Svetlana Chestnykh spends her days in the state or museum archives of St. Petersburg poring over bills, newspapers, letters and photographs from the tsarist era.
Documentation she found helped boost the price of a Faberge parasol knob to $80,500 at Sotheby’s New York last November. Bills she dug up showed Tsar Nicholas II and Empress Alexandra Fedorovna purchased the gem-set object for 185 rubles on Oct. 28, 1897.
“If it didn’t have the imperial connection, it probably would have stayed within the estimate” of $15,000 to $20,000, said Karen Kettering, Sotheby’s vice president for Russian art.
Sotheby’s catalog acknowledges Chestnykh’s help with its cover lot in Tuesday’s Russian art sale: an elaborate micro-mosaic table made by Italy’s Barberi workshop for the Russian court in the early 1830s.
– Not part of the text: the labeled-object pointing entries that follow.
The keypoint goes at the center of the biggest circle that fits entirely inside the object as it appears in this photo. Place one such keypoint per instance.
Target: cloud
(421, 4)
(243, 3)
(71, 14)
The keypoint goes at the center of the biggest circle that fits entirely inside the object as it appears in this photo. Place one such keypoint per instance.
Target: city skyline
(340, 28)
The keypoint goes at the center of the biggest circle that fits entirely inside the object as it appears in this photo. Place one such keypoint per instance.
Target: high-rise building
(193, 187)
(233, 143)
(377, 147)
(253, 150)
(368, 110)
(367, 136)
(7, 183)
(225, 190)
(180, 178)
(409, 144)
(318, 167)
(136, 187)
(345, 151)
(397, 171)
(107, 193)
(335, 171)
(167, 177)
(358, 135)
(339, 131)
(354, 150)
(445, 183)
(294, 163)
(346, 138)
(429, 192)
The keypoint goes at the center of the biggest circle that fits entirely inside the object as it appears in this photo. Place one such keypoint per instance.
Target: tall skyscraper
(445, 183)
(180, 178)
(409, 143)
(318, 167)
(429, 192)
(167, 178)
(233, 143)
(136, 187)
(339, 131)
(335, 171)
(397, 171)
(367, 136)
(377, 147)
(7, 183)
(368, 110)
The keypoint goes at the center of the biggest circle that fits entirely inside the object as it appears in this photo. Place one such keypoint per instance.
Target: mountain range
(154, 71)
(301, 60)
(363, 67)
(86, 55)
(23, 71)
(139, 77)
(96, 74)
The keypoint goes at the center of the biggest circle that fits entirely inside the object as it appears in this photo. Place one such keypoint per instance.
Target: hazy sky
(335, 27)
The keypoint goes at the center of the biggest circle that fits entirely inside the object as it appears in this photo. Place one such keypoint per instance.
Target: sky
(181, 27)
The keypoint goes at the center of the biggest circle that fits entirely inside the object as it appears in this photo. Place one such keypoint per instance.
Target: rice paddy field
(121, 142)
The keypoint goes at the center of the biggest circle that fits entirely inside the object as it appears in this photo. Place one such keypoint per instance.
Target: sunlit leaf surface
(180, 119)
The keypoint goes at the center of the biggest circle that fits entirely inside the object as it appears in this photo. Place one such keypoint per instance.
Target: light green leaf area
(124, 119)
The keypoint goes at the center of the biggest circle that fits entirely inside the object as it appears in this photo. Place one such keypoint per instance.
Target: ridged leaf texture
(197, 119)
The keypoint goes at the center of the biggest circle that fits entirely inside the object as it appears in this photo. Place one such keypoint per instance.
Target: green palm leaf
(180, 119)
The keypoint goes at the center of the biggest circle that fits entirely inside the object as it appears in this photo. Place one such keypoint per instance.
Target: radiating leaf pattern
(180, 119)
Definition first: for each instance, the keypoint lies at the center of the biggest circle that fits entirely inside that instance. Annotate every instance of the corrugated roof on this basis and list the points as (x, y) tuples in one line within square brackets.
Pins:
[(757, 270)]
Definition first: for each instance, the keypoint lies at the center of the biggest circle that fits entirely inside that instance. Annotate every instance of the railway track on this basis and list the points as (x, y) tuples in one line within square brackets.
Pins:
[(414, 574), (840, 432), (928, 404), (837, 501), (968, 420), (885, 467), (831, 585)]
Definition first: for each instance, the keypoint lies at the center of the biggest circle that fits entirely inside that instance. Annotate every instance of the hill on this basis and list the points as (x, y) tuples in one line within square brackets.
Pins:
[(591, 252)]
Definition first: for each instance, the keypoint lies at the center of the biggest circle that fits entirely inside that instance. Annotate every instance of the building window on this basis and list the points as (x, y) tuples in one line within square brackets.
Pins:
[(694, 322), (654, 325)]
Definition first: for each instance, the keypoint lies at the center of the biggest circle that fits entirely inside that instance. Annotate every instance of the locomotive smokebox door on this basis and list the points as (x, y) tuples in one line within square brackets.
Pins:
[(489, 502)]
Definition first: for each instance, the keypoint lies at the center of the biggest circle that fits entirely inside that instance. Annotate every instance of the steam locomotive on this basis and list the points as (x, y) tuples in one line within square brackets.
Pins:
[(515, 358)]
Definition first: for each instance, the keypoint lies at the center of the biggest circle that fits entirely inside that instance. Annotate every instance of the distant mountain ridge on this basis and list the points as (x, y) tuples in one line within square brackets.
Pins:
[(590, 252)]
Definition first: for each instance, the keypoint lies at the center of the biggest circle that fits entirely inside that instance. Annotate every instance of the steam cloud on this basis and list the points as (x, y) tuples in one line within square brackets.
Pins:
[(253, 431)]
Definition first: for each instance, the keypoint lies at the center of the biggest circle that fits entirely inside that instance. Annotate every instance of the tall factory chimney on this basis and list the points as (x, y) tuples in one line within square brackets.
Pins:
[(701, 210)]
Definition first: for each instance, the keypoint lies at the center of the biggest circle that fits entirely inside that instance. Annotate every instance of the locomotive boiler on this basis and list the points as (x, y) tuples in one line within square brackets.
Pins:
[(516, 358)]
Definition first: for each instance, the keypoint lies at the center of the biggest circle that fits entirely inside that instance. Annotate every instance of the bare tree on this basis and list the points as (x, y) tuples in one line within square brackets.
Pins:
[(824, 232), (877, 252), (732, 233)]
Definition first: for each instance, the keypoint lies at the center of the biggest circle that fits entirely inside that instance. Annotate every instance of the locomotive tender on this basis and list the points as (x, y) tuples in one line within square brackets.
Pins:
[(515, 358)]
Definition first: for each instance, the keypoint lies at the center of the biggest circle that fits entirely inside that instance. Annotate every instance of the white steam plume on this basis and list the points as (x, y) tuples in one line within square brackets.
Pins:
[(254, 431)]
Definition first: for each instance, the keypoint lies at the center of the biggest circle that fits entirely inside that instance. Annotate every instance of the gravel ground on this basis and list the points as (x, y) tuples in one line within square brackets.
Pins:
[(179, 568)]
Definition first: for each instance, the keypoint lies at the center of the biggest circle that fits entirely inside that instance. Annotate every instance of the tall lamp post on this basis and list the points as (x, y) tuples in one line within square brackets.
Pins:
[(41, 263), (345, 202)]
It has a presale estimate of $400,000 to $600,000.
Resting on a pedestal shaped like three double-headed eagles, the tabletop has hundreds of thousands of tiny pieces of colored glass arranged to depict a battle between Russian and Turkish soldiers.
“I dedicated more than a year to this table,” said Chestnykh, 41, in an interview in New York last week. “It’s like my baby. You sit on your bum and read, read and read.”
The research led her to Russia’s Prince Anatole Demidoff, an heir to an industrialist family who lived in Italy and commissioned the table from Barberi, a famous company patronized by Nicholas I.
“Demidoff had a complicated relationship with the tsar and most likely intended this table as a gift for him,” Chestnykh said.
Research often takes years, yet occasionally she gets lucky. She spent less than two months locating a file related to two sets of early 20th-century skis and a pair of leather boots that belonged to Prince Alexei and are offered at the Sotheby’s sale with a presale estimate of $60,000 to $80,000.
The items were a gift from the Moscow Ski Club to the tsar’s son in 1910. The group petitioned the Imperial Court for permission to present the skiing equipment to the 6-year-old Alexei and request that he become a patron of the organization. The Bolsheviks killed Alexei with the rest of his family in 1918.
“The archivist told me that I was the first person who requested this file in 50 years,” said Chestnykh, whose name means “honest” in Russian.
What is imperial provenance worth? “Depending on what the object is, it can easily double or triple in value,” said Mark Moehrke, Christie’s director of Russian art.
Last November, Christie’s sold a Faberge brooch decorated with a diamond lily-of-the-valley for £32,450 ($53,059), up from the presale estimate of £10,000 to £15,000. It was a gift from Empress Alexandra Fedorovna to Baroness Ungern-Sternberg in June 1898.
“Having a good object is one thing,” Chestnykh said. “But history gives the same object the wings.”